Quel prix prévoir et comment éviter la concurrence espagnole ?
Le melon espagnol arrive en grande surface à des prix cassés, parfois deux à trois fois moins cher que le Cavaillon. Cette concurrence pèse sur la filière : en 2025, la campagne a pourtant démarré avec des ventes triplées par rapport à 2024 grâce à l’IGP, qui a remis le produit en lumière. Le prix à la ferme en 2026 se situe autour de 12 euros le kilo, tandis qu’en rayon on observe couramment 4 à 6 euros le kilo pour du melon générique. La différence se justifie par la traçabilité, la fraîcheur et le savoir-faire des melonniers, mais tous ne captent pas encore la valeur ajoutée de l’IGP, freinée par la guerre des prix en grande surface. Pour soutenir la filière, mieux vaut acheter en direct au producteur, sur un marché de pays, ou chez un primeur identifié.
Comment le cuisiner façon bistrot provençal ?
Au restaurant, je sélectionne des melons à parfaite maturité, ceux dont le parfum emplit déjà la chambre froide. Le plus simple reste souvent le meilleur : tranches épaisses, chiffonnade de jambon cru de Vaucluse, filet d’huile d’olive fruitée, quelques feuilles de basilic frais et une pincée de fleur de sel. On peut aussi creuser le melon en billes à la cuillère parisienne, les mélanger à des dés de fêta, de la menthe ciselée et un trait de vinaigre de Xérès. En version salée-sucée, un carpaccio de melon, des crevettes grises, un zeste de citron vert et une pointe de piment d’Espelette fonctionne très bien en entrée fraîche. À la carte des Fistons, on sert ce type de préparation de juin à août, quand la chair est à son meilleur. L’idée : ne jamais masquer le goût du melon, juste l’accompagner.
Comment conserver et servir le melon de Cavaillon ?

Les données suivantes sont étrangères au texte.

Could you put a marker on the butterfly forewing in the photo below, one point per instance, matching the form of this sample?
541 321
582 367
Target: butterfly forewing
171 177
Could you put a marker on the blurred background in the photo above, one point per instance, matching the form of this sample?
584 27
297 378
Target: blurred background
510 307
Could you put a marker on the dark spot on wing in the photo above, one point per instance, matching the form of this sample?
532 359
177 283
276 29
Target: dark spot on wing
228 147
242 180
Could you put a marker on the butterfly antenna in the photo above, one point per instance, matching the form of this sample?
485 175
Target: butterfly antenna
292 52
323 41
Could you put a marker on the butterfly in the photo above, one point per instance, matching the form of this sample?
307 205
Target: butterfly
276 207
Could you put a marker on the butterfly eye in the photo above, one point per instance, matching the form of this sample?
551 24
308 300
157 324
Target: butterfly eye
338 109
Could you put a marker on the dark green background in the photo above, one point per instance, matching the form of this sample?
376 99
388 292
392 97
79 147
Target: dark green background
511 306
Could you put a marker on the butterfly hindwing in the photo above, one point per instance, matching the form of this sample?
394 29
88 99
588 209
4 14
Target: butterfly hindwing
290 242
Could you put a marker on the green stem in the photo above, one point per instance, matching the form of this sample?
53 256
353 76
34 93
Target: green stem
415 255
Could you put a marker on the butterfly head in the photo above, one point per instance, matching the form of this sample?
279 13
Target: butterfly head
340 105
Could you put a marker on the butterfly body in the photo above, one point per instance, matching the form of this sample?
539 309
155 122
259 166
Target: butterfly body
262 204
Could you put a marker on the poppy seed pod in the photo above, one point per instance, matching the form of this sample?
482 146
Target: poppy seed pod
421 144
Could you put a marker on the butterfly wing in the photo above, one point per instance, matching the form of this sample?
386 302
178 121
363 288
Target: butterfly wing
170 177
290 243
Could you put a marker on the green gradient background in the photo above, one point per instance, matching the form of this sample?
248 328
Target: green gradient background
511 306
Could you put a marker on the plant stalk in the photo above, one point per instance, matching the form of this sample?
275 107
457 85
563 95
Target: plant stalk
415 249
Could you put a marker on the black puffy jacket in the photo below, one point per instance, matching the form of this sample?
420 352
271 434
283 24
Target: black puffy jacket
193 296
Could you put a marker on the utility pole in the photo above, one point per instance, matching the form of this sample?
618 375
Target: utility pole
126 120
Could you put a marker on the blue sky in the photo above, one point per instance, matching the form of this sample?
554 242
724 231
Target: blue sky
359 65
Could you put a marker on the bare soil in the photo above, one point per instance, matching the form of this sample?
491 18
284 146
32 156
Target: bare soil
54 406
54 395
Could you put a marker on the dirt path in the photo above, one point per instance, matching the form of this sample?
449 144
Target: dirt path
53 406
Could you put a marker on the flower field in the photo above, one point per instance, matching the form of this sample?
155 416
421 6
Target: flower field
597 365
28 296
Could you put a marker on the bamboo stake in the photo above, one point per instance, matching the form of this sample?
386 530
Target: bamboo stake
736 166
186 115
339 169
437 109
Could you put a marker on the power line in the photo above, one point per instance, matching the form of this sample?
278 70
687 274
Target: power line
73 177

Un melon Cavaillon se garde deux à trois jours à température ambiante, à l’abri du soleil, le temps que ses arômes se développent. Une fois coupé, il se conserve au réfrigérateur, filmé ou en boîte hermétique, et se consomme dans les 24 à 48 heures. Avant de servir, sortez-le une vingtaine de minutes du froid : la chair révèle alors tous ses sucres. Pour une dégustation optimale, servez-le frais mais pas glacé, en tranches ou en billes, et gardez les graines pour parfumer un gaspacho estival. Les restes se transforment en sorbet minute mixé avec un peu de sucre et le jus d’un citron, ou en smoothie avec du yaourt et de la menthe.
FAQ
Le melon de Cavaillon est-il une AOC ?
Non, c’est une IGP (Indication Géographique Protégée) obtenue le 12 février 2025, premier label officiel pour ce fruit.
Combien de producteurs cultivent le melon de Cavaillon ?
On compte 45 producteurs dans la zone d’appellation, autour de Cavaillon, pour 3 150 tonnes commercialisées par an.
Pourquoi le melon de Cavaillon est-il plus cher en 2026 ?
Le prix à la ferme (12 euros/kg) reflète la qualité IGP, la traçabilité et la concurrence des melons espagnols vendus moins cher en grande surface.